Whether you found your pet as a stray, adopted it from a shelter or bought it from a breeder, it is likely that the animal quickly became a part of your life. You and your partner may have built a new routine around the animal, perhaps getting up early when the pet demanded food or keeping a flashlight by the door for late-night walks.
Although you bonded quickly with your pet, have you thought about what may happen if the bond between you and your partner faces a challenge? If you and your partner are getting married, you may want to protect your pet from becoming a pawn if you should ever divorce. Do you know how the state of Connecticut deals with pets whose parents are going through a divorce?
Protect your pet with a contract
With only a few exceptions, pets fall under the heading of property when a couple divorces. In fact, while some courts take a more compassionate approach, by law, the pet’s monetary value is the primary concern during asset division. Difficult as it may be to consider the breakup of your marriage, it may be even more difficult to consider the disaster such a breakup will be for your animal.

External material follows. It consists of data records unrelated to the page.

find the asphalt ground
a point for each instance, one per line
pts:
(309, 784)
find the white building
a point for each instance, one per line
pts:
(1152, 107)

It is common for an embittered spouse to use the pet against his or her partner — for example, demanding the pet in a divorce settlement simply as vengeance against the spouse who has a special connection to the animal. You may be able to prevent this by signing a pet prenuptial agreement. These contracts are becoming more popular and may answer questions such as these:
- Who will take custody of the animal?
- How will you schedule any shared custody?
- Which vet will the animal visit?
- Who will pay for vet bills, pet insurance and long-term medical care, if needed?
- Will the pet travel with your children for visitation?
- Who will make end-of-life decisions for the animal?
Having a pet prenuptial agreement can prevent painful outcomes if your divorce ends up in the hands of a judge. Even if you and your partner do not marry, if you share a pet, it is wise to have a legal agreement that will protect the pet from an emotional confrontation that may result in the pet ending up in a place where it is not appreciated or loved. If this is your concern, you would be wise to reach out for legal advice about your options.